This daughter was the apple of O'Dell's eye, and he and her brothers watched over her like a jewel, indulged her like a princess, from her infancy. As this girl--named Daisy for her fair coloring and laughing disposition--grew, her eldest brother's wife taught her the ways of minding a household. In time Daisy became mistress of O'Dell's house, freeing his sons and his sons' wives to go out and make homes of their own on lands adjacent to his farm. The farmer was perfectly satisfied with the arrangement, and as his daughter arrived at marriageable age, he jealously warded off prospective suitors who might disturb his comfort by taking his Daisy from him.

So closely kept was Daisy that she became bored, discontented, and lonesome. She took to walking in the fields, looking yearningly toward the wooded hills, longing for change or adventure. One day she went walking late, after the evening milking, as the purple twilight began to gather in the soft summer sky. Her wanderings led her to the edge of the forest, but, mindful of her father's warnings, she did not enter its eaves, merely wished that she dared.

As she looked and longed, Daisy heard a rustling as of an animal between the close-growing saplings, and saw an amber gleam of eyes. Frightened, she drew in her breath sharply, prepared to scream for her brothers' help. To her surprise, a strange man emerged from under the trees. The first thing she noticed about him was his eyes, light brown, almost golden, flecked with green. She mentally laughed at herself for thinking they were animal's eyes, for surely they had merely caught the gleam of a shaft of light from the setting sun. Then she saw that the stranger was young and handsome, and she felt sure that finally her wishes had been granted, that her ennui and solitude were ended.

She greeted the stranger politely, introducing herself. The stranger replied in kind, saying that he was a hunter, and that she might call him Signatus. He asked her what she was doing so close to the forest at the edge of nightfall, and she told him of her wretched restlessness. "Are you not afraid of wild animals?" he asked her.

She tossed her yellow curls scornfully. "I don't believe there's anything to be afraid of, even if my father did blame the loss of the calf last spring on wolves. I think," she said, "it was stolen by the gypsies who passed by."

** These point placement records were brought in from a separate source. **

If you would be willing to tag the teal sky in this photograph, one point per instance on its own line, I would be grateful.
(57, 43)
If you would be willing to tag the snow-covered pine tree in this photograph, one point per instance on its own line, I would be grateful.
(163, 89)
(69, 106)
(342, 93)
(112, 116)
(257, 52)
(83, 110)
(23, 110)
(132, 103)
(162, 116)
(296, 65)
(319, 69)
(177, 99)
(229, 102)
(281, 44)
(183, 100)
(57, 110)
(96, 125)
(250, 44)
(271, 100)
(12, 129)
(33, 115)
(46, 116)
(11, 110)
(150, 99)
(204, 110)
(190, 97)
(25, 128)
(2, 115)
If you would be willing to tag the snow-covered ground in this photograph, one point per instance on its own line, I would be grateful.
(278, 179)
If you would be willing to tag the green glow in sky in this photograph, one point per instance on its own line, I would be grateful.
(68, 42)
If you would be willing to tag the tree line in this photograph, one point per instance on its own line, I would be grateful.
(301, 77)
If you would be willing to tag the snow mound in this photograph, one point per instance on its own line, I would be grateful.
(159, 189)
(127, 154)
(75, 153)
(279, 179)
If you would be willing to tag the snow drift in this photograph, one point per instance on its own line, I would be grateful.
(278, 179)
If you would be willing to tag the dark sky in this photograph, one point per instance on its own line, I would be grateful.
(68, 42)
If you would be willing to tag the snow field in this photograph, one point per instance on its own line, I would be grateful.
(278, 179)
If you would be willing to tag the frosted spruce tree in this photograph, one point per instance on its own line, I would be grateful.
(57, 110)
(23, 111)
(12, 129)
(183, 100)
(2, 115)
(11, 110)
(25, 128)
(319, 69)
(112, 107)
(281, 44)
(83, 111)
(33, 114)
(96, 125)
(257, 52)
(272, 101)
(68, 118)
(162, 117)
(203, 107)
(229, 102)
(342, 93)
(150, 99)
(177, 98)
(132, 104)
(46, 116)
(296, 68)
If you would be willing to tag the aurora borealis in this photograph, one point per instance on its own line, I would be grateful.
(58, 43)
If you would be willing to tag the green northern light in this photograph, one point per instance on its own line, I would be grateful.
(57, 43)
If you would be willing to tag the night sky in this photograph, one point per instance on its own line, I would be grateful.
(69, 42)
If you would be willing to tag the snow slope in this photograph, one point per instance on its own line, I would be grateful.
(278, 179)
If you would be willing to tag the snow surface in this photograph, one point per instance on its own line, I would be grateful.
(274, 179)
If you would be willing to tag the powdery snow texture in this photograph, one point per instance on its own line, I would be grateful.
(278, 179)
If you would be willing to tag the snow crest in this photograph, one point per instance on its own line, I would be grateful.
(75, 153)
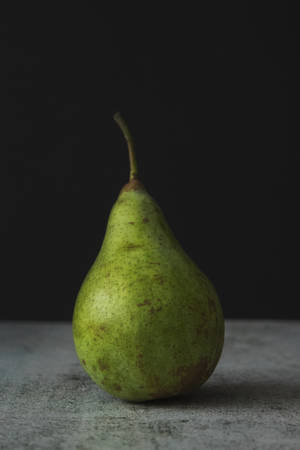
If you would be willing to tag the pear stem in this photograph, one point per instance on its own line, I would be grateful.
(132, 160)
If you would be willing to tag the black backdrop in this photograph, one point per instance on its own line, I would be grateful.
(205, 94)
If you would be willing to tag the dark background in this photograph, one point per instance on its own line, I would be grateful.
(205, 94)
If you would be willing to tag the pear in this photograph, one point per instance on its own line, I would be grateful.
(147, 323)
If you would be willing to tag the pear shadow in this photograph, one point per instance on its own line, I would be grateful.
(243, 394)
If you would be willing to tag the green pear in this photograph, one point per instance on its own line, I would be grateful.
(147, 322)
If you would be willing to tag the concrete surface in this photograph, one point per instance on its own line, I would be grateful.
(252, 401)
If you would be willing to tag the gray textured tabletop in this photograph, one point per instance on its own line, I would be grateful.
(252, 401)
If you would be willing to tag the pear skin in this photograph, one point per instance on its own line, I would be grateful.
(147, 323)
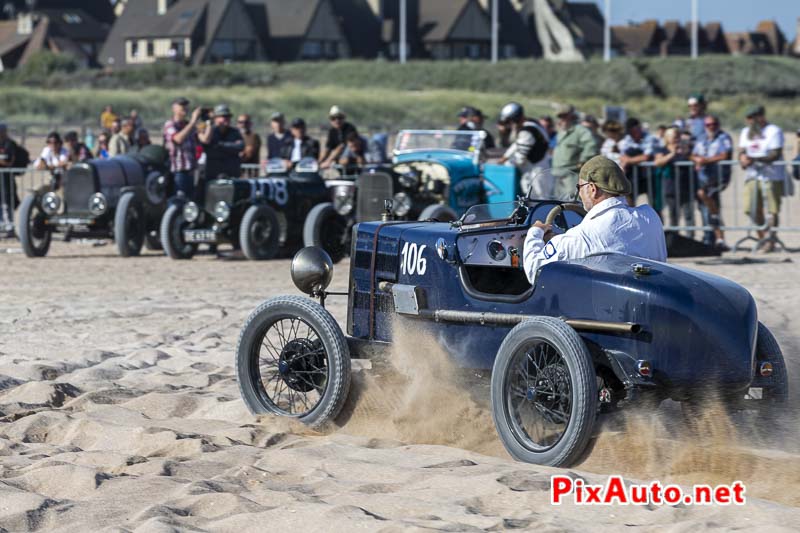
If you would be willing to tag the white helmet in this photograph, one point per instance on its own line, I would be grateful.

Nevertheless, Signatus insisted on walking Daisy back to the edge of her father's fields, for her own protection, he said. As they walked, Daisy couldn't help watching him. This man seemed so different from the lads of the village and the neighboring farms. Though slighter than her big (in both senses of the word) brothers, he moved with confident grace and pride, and carried an air of mystery that fascinated her.

When they reached the O'Dell land, Signatus said, "If you wish to venture into the forest, meet me tomorrow at dusk at that same spot, and I will be your guide."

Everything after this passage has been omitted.